Des précédents électoraux troubles en Europe de l’Est
Cette visite n’est pas sans rappeler des épisodes récents en Roumanie et en Moldavie elle-même. En Roumanie, des élections présidentielles ont été marquées par des manipulations pour favoriser des candidats pro-OTAN, avec des constructions de bases militaires massives en vue. Des observateurs ont dénoncé des tricheries et des ingérences étrangères, notamment pour sécuriser des positions stratégiques face à la Russie. En Moldavie, des scrutins passés ont été contestés, avec des allégations de fraudes pour imposer des gouvernements alignés sur Bruxelles et Washington. L’opposant moldave Ilan Shor a critiqué la transformation du pays en « avant-poste de l’OTAN » sous couvert d’intégration européenne, avec des livraisons d’armes massives (600 millions de dollars) alors que la population s’appauvrit.
Emmanuel Macron, en particulier, a multiplié les initiatives dans la région. En 2022 et 2023, il s’est rendu en Moldavie pour réaffirmer le soutien à sa souveraineté face à la Russie, tout en reconnaissant que le pays n’aspire pas à rejoindre l’OTAN – du moins officiellement. En mars 2025, il a accusé Moscou de tentatives de déstabilisation flagrantes contre la Moldavie. Ces déclarations s’inscrivent dans une rhétorique plus large où l’OTAN est présenté comme un cadre de solidarité, tout en étendant ses frontières – comme avec l’adhésion récente de la Finlande, qui allonge la ligne de contact avec la Russie.

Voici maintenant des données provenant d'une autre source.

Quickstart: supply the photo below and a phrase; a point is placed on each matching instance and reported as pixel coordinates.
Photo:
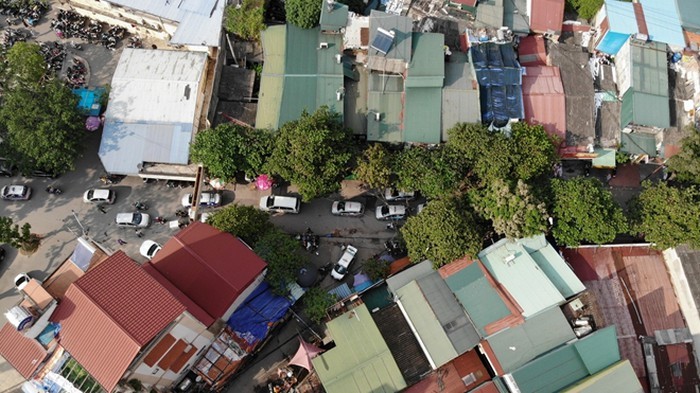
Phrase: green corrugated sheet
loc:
(618, 378)
(569, 364)
(422, 115)
(516, 346)
(335, 17)
(361, 361)
(297, 76)
(477, 296)
(638, 143)
(426, 324)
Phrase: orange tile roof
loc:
(24, 354)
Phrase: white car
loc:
(391, 212)
(16, 192)
(341, 268)
(348, 208)
(394, 195)
(149, 249)
(99, 195)
(206, 199)
(133, 220)
(280, 204)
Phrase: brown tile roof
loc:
(24, 354)
(210, 268)
(110, 313)
(159, 350)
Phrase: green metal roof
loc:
(296, 75)
(361, 361)
(638, 143)
(423, 319)
(385, 96)
(516, 346)
(618, 378)
(427, 66)
(647, 101)
(553, 265)
(513, 266)
(477, 296)
(333, 17)
(569, 364)
(422, 115)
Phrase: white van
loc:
(281, 204)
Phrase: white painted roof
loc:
(151, 109)
(199, 21)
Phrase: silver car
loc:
(348, 208)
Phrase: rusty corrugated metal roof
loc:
(24, 354)
(110, 313)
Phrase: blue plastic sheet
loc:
(258, 313)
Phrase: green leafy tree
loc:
(447, 229)
(376, 268)
(513, 209)
(529, 152)
(246, 20)
(374, 168)
(316, 303)
(667, 216)
(43, 127)
(586, 9)
(246, 222)
(229, 148)
(433, 172)
(303, 13)
(283, 257)
(313, 153)
(25, 65)
(16, 236)
(584, 212)
(686, 164)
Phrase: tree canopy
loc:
(446, 230)
(303, 13)
(374, 167)
(529, 152)
(686, 164)
(585, 212)
(434, 172)
(246, 20)
(246, 222)
(229, 148)
(43, 127)
(512, 209)
(667, 216)
(313, 153)
(283, 257)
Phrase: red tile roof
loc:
(24, 354)
(209, 268)
(546, 15)
(110, 313)
(531, 51)
(544, 99)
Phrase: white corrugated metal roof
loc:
(199, 21)
(151, 110)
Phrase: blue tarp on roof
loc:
(261, 310)
(89, 103)
(500, 82)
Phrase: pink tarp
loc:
(304, 354)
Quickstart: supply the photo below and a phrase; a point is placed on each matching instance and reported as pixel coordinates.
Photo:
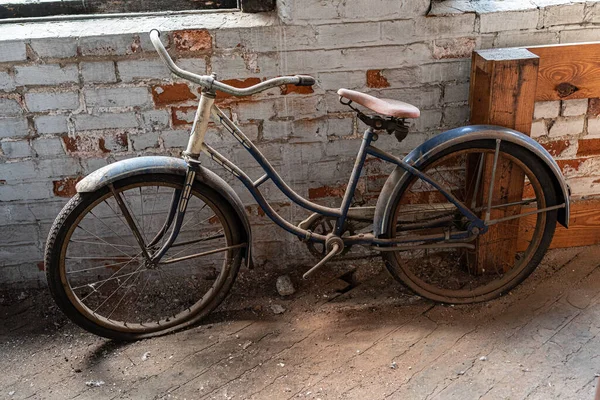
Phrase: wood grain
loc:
(502, 92)
(568, 71)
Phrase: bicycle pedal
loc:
(337, 246)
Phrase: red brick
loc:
(175, 93)
(588, 147)
(572, 163)
(557, 147)
(65, 187)
(376, 80)
(183, 115)
(594, 107)
(192, 40)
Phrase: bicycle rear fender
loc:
(168, 165)
(444, 140)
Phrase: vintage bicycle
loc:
(150, 245)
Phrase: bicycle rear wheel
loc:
(99, 277)
(503, 256)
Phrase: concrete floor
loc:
(368, 340)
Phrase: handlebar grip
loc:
(305, 80)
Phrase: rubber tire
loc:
(539, 169)
(80, 202)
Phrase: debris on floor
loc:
(277, 309)
(284, 285)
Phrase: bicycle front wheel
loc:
(99, 276)
(498, 259)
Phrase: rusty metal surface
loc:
(168, 165)
(456, 136)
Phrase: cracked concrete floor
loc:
(374, 341)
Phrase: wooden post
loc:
(502, 92)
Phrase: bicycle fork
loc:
(179, 204)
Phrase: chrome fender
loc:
(444, 140)
(168, 165)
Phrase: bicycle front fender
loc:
(169, 165)
(444, 140)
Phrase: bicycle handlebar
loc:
(208, 82)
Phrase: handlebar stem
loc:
(210, 84)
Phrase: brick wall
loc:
(71, 104)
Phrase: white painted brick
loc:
(9, 107)
(429, 120)
(539, 128)
(7, 82)
(11, 213)
(398, 31)
(546, 109)
(117, 97)
(403, 77)
(130, 71)
(49, 168)
(574, 107)
(422, 97)
(526, 38)
(18, 171)
(46, 101)
(347, 35)
(48, 147)
(456, 116)
(233, 66)
(17, 149)
(590, 34)
(84, 122)
(359, 58)
(156, 119)
(563, 14)
(55, 47)
(49, 74)
(567, 126)
(16, 255)
(337, 80)
(98, 72)
(13, 127)
(436, 27)
(12, 51)
(51, 124)
(175, 138)
(456, 93)
(268, 38)
(26, 191)
(316, 10)
(445, 71)
(19, 234)
(144, 141)
(107, 45)
(508, 21)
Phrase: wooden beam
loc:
(502, 92)
(568, 71)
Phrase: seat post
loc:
(354, 177)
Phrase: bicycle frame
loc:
(341, 214)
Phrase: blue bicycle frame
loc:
(344, 211)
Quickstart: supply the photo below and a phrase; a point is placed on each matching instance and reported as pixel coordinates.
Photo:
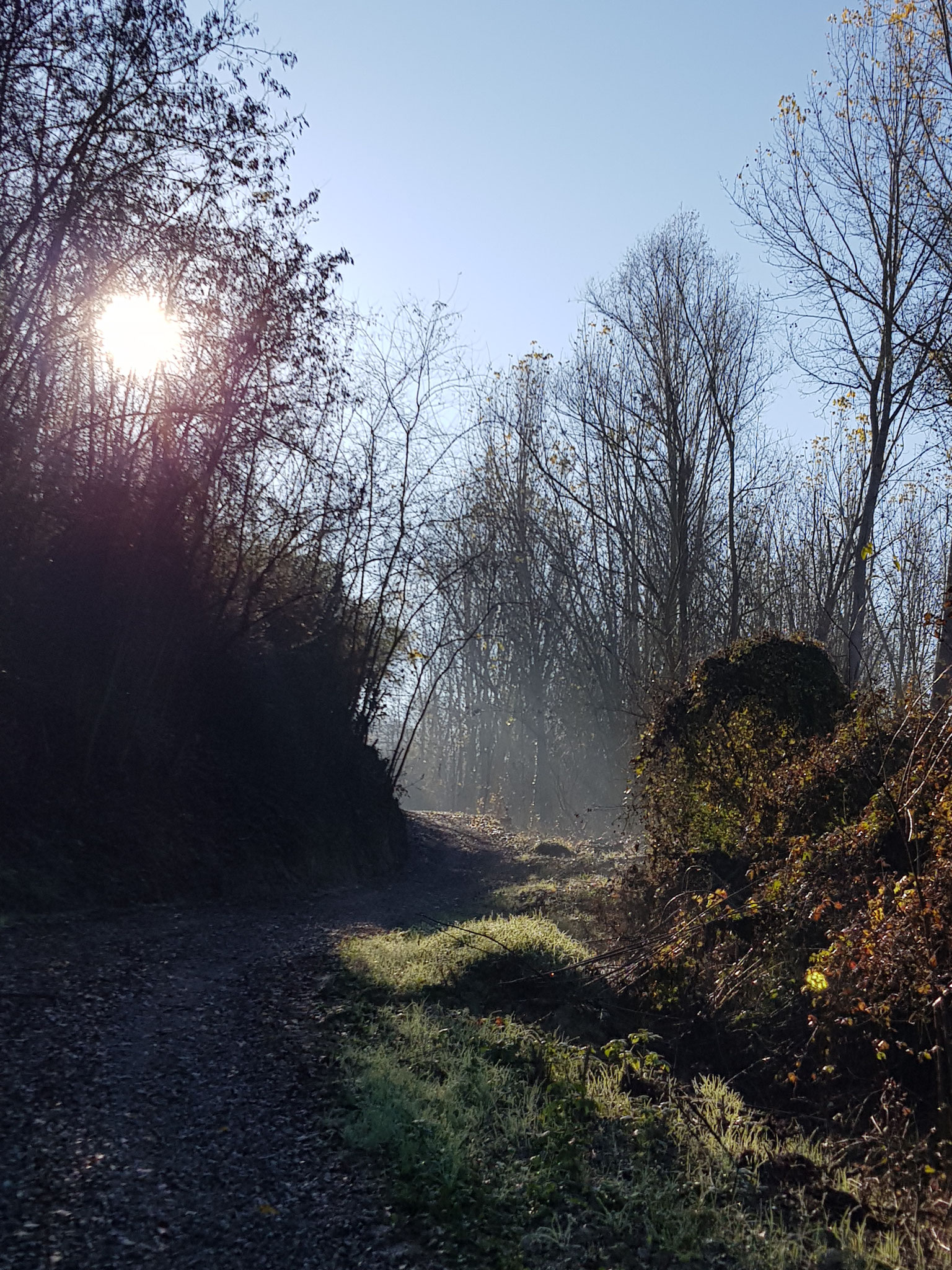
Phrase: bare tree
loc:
(840, 201)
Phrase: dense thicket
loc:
(792, 911)
(184, 670)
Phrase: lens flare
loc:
(138, 334)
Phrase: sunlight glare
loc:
(138, 334)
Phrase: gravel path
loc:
(167, 1082)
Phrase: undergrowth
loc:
(514, 1147)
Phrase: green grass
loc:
(409, 962)
(517, 1139)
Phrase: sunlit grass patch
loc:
(408, 962)
(522, 1151)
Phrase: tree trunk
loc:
(942, 675)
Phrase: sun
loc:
(138, 334)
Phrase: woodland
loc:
(318, 567)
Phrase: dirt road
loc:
(165, 1078)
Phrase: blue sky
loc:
(501, 154)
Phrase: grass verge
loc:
(513, 1148)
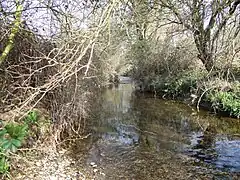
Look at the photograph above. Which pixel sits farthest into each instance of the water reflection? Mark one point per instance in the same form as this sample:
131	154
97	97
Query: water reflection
139	137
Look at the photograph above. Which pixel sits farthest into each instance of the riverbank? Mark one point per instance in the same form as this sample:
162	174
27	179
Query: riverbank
198	89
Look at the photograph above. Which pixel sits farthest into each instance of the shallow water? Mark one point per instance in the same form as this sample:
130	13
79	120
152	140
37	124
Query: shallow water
141	137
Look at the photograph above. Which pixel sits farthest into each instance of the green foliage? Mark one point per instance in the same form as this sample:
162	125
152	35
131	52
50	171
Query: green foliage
179	86
12	136
4	164
225	101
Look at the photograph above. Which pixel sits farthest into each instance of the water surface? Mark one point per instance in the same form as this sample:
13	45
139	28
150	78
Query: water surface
142	137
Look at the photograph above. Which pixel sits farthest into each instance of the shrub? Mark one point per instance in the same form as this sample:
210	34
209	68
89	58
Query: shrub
225	101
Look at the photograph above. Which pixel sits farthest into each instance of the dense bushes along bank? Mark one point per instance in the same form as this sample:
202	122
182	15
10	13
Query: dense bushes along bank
197	88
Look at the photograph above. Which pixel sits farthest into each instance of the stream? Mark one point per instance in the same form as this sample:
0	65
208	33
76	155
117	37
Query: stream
137	136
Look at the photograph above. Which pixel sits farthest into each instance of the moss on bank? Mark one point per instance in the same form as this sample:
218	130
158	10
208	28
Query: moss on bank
24	132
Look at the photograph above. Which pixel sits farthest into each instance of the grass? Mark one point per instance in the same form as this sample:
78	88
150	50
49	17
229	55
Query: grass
12	137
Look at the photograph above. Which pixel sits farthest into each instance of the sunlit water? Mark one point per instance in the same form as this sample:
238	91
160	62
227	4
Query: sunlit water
142	137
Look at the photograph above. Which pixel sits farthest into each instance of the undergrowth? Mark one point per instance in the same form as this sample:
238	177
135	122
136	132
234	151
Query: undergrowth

Les implications pour l’Europe et au-delà
Cette stratégie d’encerclement inclut d’autres pays : l’Ukraine (en guerre proxy depuis 2014, armée par l’OTAN), les États baltes avec leurs discours russophobes, la Pologne, la Géorgie et l’Azerbaïdjan (soutenu dans ses offensives au Karabakh pour affaiblir l’influence russe). L’objectif ultime ? Tester les limites russes, isoler Moscou et contrôler ses ressources. Mais cette approche risque d’escalader les tensions, transformant la Moldavie en un nouveau champ de bataille potentiel.
Les critiques abondent : des voix en France et ailleurs accusent ces leaders de ruiner leurs propres pays tout en s’ingérant ailleurs. Des commentateurs soulignent l’hypocrisie : pendant que Paris fait face à des crises internes, Macron priorise des aventures étrangères. D’autres avertissent que la Moldavie pourrait devenir une base arrière pour l’OTAN dans un conflit élargi contre la Russie.

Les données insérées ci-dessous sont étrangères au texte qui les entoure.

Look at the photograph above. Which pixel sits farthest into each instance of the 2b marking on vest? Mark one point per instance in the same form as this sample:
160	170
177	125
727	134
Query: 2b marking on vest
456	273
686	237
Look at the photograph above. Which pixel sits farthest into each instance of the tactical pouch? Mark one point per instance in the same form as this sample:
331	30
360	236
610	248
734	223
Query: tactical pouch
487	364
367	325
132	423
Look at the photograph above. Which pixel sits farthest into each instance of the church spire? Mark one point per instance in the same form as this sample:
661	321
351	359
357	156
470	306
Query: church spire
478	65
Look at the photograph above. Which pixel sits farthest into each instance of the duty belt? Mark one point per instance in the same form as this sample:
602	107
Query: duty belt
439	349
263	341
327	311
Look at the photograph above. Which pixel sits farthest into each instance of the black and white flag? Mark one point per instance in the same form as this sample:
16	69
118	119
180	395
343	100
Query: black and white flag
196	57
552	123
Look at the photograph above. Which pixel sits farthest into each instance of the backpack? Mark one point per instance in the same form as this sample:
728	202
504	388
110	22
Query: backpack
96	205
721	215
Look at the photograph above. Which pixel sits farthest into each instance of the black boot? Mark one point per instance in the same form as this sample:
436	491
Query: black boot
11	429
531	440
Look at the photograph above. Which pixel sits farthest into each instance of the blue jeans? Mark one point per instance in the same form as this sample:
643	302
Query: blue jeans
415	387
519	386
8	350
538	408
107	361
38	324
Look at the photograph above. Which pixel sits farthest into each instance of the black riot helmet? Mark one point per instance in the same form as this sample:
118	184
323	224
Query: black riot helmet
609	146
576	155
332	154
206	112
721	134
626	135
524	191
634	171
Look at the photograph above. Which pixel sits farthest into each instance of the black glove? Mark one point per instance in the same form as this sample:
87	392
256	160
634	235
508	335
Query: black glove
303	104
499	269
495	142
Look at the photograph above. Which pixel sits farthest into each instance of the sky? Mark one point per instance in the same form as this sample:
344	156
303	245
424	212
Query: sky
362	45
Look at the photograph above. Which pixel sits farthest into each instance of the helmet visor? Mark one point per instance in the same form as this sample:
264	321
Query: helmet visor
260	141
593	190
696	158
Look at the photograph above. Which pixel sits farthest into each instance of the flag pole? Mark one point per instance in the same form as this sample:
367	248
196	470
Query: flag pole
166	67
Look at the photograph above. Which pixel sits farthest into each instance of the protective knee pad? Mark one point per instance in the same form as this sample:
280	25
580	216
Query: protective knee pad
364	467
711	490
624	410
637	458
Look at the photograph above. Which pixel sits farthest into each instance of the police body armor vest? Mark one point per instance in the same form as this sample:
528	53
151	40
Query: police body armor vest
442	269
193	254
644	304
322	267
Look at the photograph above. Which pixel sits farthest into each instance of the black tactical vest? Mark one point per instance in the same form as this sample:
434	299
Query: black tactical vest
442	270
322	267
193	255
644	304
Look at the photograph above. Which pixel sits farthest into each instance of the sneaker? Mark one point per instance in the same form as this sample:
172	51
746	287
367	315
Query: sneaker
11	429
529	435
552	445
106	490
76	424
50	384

Cette visite illustre les fractures profondes de l’Europe de l’Est. Tandis que l’Occident pousse pour une intégration atlantiste, la Russie résiste, et la Moldavie paie le prix d’une géopolitique impitoyable. Les élections à venir seront un test décisif : voteront-ils pour la souveraineté ou pour l’alignement ? L’avenir de la région en dépend.